By Martin Kidston/MISSOULA CURRENT
A Chicago-based development firm that once looked at renovating the Missoula Mercantile said it walked away from the project due to economics, according to information submitted last week to the city’s Development Services.
Clark Street Real Estate is one of several buyers that has considered a full renovation of the Mercantile over the past three years. Like the others, however, it chose not to pursue the project, saying it would lose millions of dollars bringing the structure up to basic occupancy.
“Based on the cost to renovate the existing building and the rental rates this project could achieve, the economics of our proposed redevelopment proved unworkable,” said James Kurtzweil, principal of Clark Street. “The location and market are strong, (but) unfortunately the condition of the building made a redevelopment scenario for us completely unfeasible.”
HomeBase, located in Bozeman, has emerged as the latest potential buyer for the Mercantile. The firm is looking to purchase the property and preserve its historic elements in a new downtown hotel.
As part of its demolition application, the firm was asked to submit additional information to the city. Provided last week, the information included a cost analysis prepared by CTA architects, a report prepared by DCI Engineers on the building’s integrity, and additional cost estimates provided by Clark Street regarding it’s own earlier proposal.
“We responded to a request for additional information from Leslie Schwab at the Historic Preservation Office,” said Andy Holloran of HomeBase. “We provided all that information and data at their request.”
According to the analysis by HomeBase, the cost of renovating the Mercantile sits at roughly $13 million. Land costs, design work, engineering reports, insurance, bank fees and other associated costs bring to the total renovation cost to more than $20 million.
Given lease rates across the district, the figures suggest that HomeBase would lose $6.4 million renovating the building. Other firms have come to a similar conclusion.
“Based on the cost to renovate and other development costs – and compared to what rental rates and what the market will command – it’s clearly uneconomic,” Holloran said. “That has been similar to the Clark Street approach and analysis, and my guess is that it’s a reason why this building has sat vacant for six years.”
Clark Street came to a similar conclusion after conducting its own cost analysis. In its letter to the city, the real estate firm said it looked at renovating the property and placing a single, large-scale retail tenant on the ground floor.
Clark Street said it had secured the interest of an organic grocery chain and proceeded to budget the project. However, Kurtzweil said, the cost of renovations drove the leasing price too high.

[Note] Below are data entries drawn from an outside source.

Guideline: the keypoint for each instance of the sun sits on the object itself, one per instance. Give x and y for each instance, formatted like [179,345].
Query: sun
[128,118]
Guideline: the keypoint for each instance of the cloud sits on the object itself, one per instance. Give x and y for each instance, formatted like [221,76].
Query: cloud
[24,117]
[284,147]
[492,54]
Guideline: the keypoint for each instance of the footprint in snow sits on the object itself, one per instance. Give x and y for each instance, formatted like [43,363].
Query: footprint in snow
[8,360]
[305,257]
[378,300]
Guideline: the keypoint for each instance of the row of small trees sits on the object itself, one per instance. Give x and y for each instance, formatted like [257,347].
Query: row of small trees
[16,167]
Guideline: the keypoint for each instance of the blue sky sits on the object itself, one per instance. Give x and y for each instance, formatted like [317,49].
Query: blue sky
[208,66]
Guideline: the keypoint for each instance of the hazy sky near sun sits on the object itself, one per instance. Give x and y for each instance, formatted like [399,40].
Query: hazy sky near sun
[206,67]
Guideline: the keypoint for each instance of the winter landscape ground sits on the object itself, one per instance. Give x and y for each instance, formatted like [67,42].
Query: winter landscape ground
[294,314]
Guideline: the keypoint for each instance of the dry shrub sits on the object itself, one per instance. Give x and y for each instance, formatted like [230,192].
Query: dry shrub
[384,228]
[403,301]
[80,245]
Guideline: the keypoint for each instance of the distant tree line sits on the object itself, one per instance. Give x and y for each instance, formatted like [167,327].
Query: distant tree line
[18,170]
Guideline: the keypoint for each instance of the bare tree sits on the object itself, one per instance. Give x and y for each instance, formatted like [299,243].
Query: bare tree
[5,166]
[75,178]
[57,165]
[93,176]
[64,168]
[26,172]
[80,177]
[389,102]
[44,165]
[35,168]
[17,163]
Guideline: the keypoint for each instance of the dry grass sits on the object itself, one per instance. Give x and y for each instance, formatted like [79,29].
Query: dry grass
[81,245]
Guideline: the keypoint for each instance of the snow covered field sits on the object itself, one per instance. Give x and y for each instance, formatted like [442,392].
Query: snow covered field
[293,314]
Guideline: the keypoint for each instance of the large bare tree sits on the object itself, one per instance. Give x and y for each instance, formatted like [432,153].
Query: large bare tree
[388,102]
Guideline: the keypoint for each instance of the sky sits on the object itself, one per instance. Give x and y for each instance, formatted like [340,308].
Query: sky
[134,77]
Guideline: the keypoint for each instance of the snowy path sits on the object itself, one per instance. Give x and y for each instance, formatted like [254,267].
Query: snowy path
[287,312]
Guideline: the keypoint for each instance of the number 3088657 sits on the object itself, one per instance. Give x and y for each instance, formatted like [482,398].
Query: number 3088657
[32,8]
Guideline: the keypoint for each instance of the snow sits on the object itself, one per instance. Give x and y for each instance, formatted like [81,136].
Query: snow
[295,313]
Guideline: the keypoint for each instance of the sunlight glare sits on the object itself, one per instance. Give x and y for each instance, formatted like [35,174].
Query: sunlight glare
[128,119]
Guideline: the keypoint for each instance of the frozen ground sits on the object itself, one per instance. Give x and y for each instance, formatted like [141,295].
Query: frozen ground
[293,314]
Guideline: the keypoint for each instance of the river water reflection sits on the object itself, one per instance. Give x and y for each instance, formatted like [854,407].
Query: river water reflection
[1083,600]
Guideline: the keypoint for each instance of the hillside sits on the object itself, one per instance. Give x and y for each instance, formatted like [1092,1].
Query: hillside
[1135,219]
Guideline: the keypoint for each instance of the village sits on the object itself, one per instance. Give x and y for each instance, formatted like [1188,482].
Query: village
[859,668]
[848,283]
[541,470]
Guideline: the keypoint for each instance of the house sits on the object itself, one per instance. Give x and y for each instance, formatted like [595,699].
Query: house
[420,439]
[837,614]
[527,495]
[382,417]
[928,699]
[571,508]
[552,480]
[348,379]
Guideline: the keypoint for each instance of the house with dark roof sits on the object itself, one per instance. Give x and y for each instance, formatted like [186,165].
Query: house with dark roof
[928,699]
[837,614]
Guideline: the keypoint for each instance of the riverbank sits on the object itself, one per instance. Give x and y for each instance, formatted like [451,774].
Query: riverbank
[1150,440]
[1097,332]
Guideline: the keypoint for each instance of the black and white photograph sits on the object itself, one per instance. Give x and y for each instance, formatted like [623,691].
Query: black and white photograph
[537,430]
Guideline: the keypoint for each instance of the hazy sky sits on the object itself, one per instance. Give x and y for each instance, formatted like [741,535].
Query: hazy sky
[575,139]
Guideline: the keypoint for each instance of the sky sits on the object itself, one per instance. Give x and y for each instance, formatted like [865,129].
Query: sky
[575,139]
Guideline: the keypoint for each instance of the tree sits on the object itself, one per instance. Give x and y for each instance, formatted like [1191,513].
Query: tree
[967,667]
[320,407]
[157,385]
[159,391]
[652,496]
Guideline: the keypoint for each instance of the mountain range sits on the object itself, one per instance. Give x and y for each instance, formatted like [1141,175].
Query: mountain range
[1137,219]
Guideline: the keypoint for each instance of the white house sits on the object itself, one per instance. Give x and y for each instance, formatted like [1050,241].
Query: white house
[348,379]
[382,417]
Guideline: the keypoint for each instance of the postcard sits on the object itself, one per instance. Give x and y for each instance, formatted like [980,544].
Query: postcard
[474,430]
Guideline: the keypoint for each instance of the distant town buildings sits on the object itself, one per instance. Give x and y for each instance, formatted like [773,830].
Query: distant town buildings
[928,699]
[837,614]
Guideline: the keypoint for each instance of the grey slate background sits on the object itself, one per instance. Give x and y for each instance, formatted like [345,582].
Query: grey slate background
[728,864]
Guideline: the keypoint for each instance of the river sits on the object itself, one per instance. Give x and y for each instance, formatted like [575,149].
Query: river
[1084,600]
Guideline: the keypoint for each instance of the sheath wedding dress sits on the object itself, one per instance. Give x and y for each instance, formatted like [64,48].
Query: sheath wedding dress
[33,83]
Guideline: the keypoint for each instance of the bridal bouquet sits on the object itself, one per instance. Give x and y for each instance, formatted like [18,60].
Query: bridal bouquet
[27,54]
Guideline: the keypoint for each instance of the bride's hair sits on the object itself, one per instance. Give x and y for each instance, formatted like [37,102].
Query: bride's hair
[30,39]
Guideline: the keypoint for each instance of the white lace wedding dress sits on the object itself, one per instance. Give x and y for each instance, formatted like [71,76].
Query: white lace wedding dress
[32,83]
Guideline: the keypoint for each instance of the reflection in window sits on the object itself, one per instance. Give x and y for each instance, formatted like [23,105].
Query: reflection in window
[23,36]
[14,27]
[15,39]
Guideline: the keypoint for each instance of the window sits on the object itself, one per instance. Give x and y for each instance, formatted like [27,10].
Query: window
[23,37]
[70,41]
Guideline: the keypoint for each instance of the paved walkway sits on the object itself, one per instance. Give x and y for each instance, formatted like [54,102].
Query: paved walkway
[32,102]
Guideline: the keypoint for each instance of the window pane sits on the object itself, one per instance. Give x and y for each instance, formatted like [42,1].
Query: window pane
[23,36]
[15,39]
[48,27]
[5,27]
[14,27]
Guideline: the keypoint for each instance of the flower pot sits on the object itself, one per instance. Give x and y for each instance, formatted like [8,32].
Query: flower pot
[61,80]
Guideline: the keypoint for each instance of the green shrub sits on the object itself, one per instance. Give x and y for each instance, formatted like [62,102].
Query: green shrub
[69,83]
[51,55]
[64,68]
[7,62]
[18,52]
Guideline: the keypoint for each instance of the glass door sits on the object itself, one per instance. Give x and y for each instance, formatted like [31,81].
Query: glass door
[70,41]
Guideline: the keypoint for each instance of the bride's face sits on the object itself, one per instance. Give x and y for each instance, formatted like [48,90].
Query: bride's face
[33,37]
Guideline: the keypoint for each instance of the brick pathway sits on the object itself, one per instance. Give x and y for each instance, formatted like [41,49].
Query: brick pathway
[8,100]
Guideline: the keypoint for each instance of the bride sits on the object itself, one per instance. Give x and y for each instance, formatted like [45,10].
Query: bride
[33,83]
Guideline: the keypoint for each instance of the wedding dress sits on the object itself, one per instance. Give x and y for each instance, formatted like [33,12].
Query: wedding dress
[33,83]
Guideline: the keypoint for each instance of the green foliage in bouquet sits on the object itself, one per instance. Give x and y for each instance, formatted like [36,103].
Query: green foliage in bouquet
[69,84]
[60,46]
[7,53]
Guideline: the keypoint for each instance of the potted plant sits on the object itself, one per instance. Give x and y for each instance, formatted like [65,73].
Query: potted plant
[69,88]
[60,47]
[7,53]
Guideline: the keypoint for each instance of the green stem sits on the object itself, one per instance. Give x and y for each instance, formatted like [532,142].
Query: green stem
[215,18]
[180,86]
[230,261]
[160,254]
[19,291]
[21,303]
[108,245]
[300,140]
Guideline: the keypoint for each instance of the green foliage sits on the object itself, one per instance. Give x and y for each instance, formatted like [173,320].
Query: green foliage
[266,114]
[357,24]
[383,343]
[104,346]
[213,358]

“In our discussions with the grocer, the rental-rate range for this property was approximately $12 per square foot,” Kurtzweil said. “The redevelopment cost estimate was prepared by a reputable Montana-based general contractor with a total cost estimate of $8.8 million. Even by increasing the rental rate to $18 per foot, the proposed redevelopment stood to lose millions.”
While HomeBase continues to purchase the Mercantile and navigate the city’s application process, one rival buyer – SGRE Acquisitions – has accused the building’s current owner, Octagon Capital Partners, of not working to market the building on a national scale.
The accusation mirrors that of some Mercantile advocates who believe Octagon hasn’t done enough to find a buyer willing to save the historic property.
“The listing agency, ZillaState, lacks a national affiliation and apparently only posted the listing in the regional (Multiple Listing Service) and on its website,” SGRE said. “This is a highly material fact as the pool of developers in Missoula proper is quite small.”
But Octagon said more more than 20 potential buyers with national clout have looked at the property over the past few years, including Clark Street and SGRE. The later firm entered into a contract with Octagon to buy the Mercantile but backed out after performing its due diligence.
According to Octagon, SGRE determined that its own plans for the Mercantile needed to be altered to achieve the desired use, which added cost to the project. Octagon said SGRE terminated the contract and submitted a second contract that sought “significant owner concessions which were neither reasonable, nor viable.”
While interest in redevelopment was high, ZillaState broker Jed Dennison said that few tenants have shown interest in occupying anything but the ground floor as retail. Redeveloping the property for office space is economically unfeasible.
“In our attempts to lease the building, we found great interest for the ground floor retail, especially along Higgins (Avenue) and Front (Street), but the basement and second-level leasing activity was minimal,” Dennison said. “The redevelopment of the Mercantile building will prove very difficult to lease, particularly the basement and second floor spaces.”